Troubleshooting

Common issues and solutions when working with Coopetition-Gym.

Installation Issues

ModuleNotFoundError: No module named ‘coopetition_gym’

Cause: Package not installed or installed in different environment.

Solution:

# Verify installation
pip show coopetition_gym

# If not found, install
cd strategic-coopetition/coopetition_gym
pip install -e .

# Verify
python -c "import coopetition_gym; print(coopetition_gym.list_environments())"

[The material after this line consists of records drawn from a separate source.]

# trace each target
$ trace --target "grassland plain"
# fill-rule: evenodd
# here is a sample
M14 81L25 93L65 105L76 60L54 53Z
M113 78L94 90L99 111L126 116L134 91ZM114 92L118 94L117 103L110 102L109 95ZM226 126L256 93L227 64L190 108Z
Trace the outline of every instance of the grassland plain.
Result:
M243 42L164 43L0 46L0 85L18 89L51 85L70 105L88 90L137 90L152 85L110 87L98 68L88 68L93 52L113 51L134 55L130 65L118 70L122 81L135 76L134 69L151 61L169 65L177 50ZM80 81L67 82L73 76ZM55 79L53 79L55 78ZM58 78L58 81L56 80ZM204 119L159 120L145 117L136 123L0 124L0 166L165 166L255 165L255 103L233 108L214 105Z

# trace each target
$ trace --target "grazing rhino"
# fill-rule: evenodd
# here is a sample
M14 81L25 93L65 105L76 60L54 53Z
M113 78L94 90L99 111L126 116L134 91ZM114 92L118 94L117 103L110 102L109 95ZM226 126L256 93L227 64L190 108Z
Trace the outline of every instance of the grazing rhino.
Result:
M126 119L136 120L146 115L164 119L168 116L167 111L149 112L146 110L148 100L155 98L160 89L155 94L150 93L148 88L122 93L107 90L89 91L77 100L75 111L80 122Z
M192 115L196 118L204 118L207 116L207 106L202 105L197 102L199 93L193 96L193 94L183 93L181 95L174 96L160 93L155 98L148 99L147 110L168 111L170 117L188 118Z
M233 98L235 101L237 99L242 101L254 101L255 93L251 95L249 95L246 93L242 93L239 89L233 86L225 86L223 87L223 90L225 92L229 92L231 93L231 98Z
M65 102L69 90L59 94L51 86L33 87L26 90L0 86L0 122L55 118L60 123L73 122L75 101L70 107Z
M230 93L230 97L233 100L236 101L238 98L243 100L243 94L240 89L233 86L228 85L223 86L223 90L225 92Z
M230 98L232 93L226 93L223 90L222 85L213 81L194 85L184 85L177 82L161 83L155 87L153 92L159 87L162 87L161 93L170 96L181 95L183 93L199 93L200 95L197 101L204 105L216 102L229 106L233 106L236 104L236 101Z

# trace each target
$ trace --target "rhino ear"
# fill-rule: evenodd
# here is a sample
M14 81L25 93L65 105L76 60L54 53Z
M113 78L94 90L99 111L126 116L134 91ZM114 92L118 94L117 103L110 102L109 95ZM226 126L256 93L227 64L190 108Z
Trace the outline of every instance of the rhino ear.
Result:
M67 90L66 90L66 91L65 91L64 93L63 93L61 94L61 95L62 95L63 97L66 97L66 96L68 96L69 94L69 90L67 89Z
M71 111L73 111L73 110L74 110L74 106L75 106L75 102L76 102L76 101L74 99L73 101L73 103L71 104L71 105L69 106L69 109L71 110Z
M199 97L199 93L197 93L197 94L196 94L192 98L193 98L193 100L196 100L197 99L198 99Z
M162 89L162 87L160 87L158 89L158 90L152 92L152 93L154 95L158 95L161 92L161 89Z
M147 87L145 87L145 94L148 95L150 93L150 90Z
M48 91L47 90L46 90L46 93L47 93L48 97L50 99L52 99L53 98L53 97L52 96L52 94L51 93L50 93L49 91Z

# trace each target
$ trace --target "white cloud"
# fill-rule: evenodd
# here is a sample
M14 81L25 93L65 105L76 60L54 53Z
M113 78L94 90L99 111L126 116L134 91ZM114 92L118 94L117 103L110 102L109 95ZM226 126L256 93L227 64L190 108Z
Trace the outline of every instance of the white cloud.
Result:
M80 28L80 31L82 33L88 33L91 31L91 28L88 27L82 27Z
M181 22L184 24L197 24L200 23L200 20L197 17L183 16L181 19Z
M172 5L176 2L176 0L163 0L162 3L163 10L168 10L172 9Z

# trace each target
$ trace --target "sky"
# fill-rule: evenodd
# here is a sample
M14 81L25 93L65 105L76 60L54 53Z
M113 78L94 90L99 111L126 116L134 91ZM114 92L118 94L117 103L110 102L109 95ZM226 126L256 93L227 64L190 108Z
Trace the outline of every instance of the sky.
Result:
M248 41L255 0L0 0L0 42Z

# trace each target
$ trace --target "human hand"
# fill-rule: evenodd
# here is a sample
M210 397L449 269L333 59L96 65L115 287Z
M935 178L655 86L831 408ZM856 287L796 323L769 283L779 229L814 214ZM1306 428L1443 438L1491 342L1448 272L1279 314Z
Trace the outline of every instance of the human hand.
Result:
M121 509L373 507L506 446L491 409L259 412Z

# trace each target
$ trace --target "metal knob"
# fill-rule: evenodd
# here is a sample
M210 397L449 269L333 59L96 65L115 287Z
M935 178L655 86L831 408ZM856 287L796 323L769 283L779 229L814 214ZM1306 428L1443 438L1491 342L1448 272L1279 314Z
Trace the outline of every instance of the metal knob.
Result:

Version Conflicts with Gymnasium/PettingZoo

Cause: Incompatible package versions.

Solution:

# Check versions
pip show gymnasium pettingzoo

# Upgrade to compatible versions
pip install "gymnasium>=0.29" "pettingzoo>=1.24"

# Reinstall coopetition_gym
pip install -e .

Required versions:

Python: 3.9+
Gymnasium: 0.29+
PettingZoo: 1.24+
NumPy: 1.21+

Import Errors with NumPy

Error: AttributeError: module 'numpy' has no attribute 'bool'

Cause: NumPy 2.0 removed deprecated aliases.

Solution:

# Downgrade NumPy (if needed)
pip install "numpy<2.0"

# Or upgrade coopetition_gym to latest version
pip install -e . --upgrade

Environment Creation Issues

ValueError: Unknown environment ID

Error: ValueError: Environment 'TrustDilema-v0' not found

Cause: Typo in environment name or environment not registered.

Solution:

import coopetition_gym

# List all available environments
print(coopetition_gym.list_environments())
# ['TrustDilemma-v0', 'PartnerHoldUp-v0', ...]

# Correct spelling
env = coopetition_gym.make("TrustDilemma-v0")  # Note: 'Dilemma' not 'Dilema'

TypeError: init() got an unexpected keyword argument

Cause: Using invalid parameter for environment.

Solution:

# Check valid parameters in documentation
# Example: TrustDilemma-v0 parameters
env = coopetition_gym.make(
    "TrustDilemma-v0",
    max_steps=100,           # Valid
    lambda_plus=0.10,        # Valid
    lambda_minus=0.30,       # Valid
    # invalid_param=1.0,     # Would cause error
)

Training Issues

NaN in Observations or Rewards

Cause: Numerical instability from extreme actions or parameter values.

Solution:

import numpy as np

# Clip actions to valid range
action = np.clip(raw_action, env.action_space.low, env.action_space.high)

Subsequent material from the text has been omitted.